I am writing a program to analyze some spreadsheet data. There are two columns: start time and duration (both variables are Doubles). The spreadsheet is not sorted. I need to sort the columns together by start time (that is, the durations have to stay with their matching start times). There are a few thousand rows, and analysis will happen periodically so I don't want to keep sorting the entire collection over and over again as more data gets added.
A Treemap using start time as the key and duration as the value seemed perfect because it would insert the information into the correct position as it gets read in, and keep the two pieces of data together as it goes.
And it did work perfectly for 90% of my data. Unfortunately I realized tonight that sometimes 2 events will have the same start time. Since the Treemap doesn't keep duplicate keys, I lose a row when the new data overwrites the old one.

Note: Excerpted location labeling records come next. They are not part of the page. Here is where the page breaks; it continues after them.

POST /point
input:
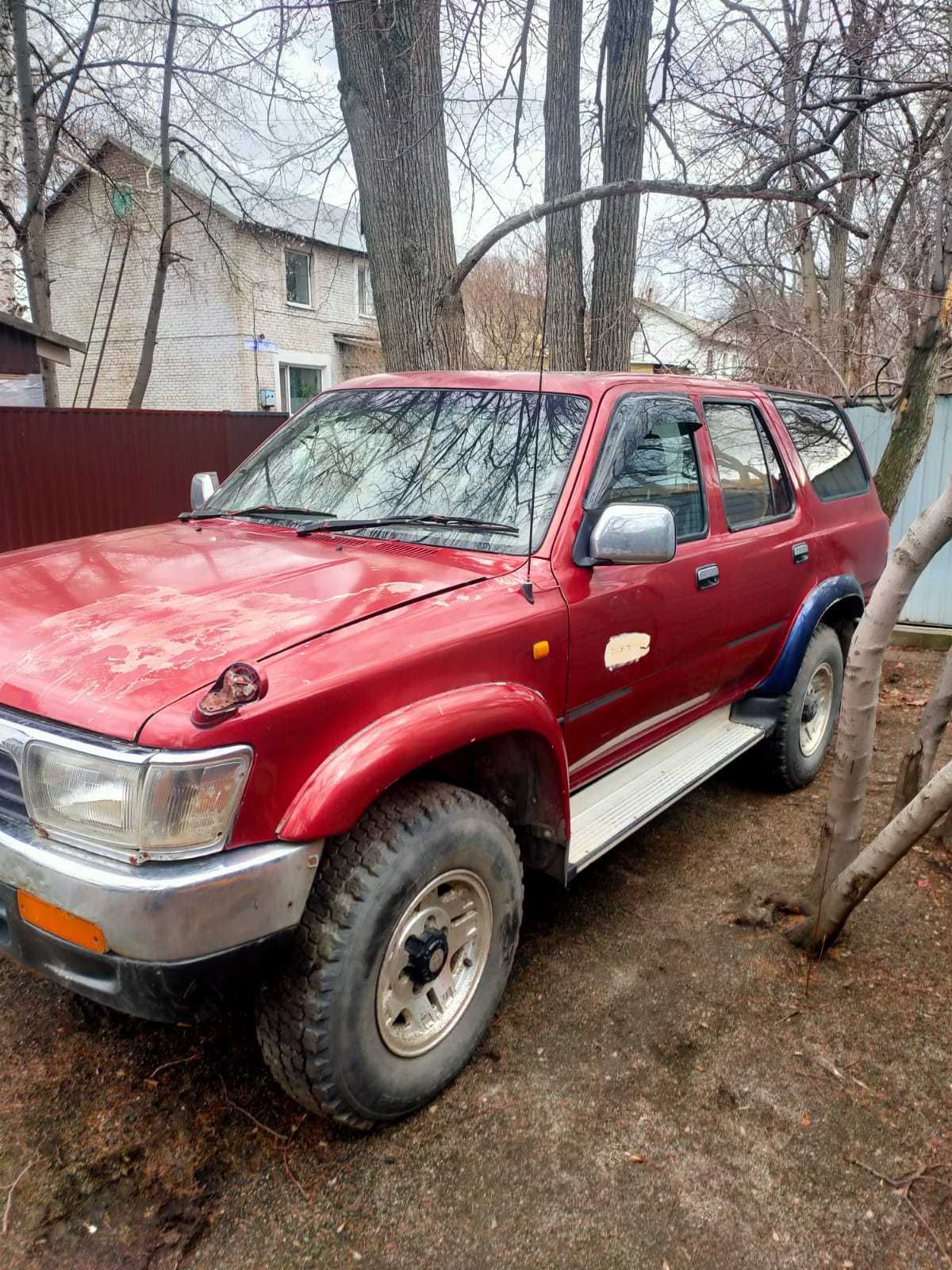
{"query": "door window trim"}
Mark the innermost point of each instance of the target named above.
(606, 437)
(758, 414)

There are many posts about this (see this and this and sort of this) and I see two suggestions keep coming up:
- a custom comparator to 'trick' the Treemap into allowing duplicates.
- using something like Treemap(Double,List(Double)) to store multiple values for a key.
The first suggestion is easiest for me to implement but I read comments that this breaks the contract of the Treemap and isn't a good idea. The second suggestion can be done but will make the analysis more complicated as I'll have to iterate through the list as I iterate through the keys, instead of simply iterating through the keys alone.
What I need is a way to keep two lists sorted together and allow duplicate entries. I'm hoping someone can suggest the best way to do this. Thanks so much for your help.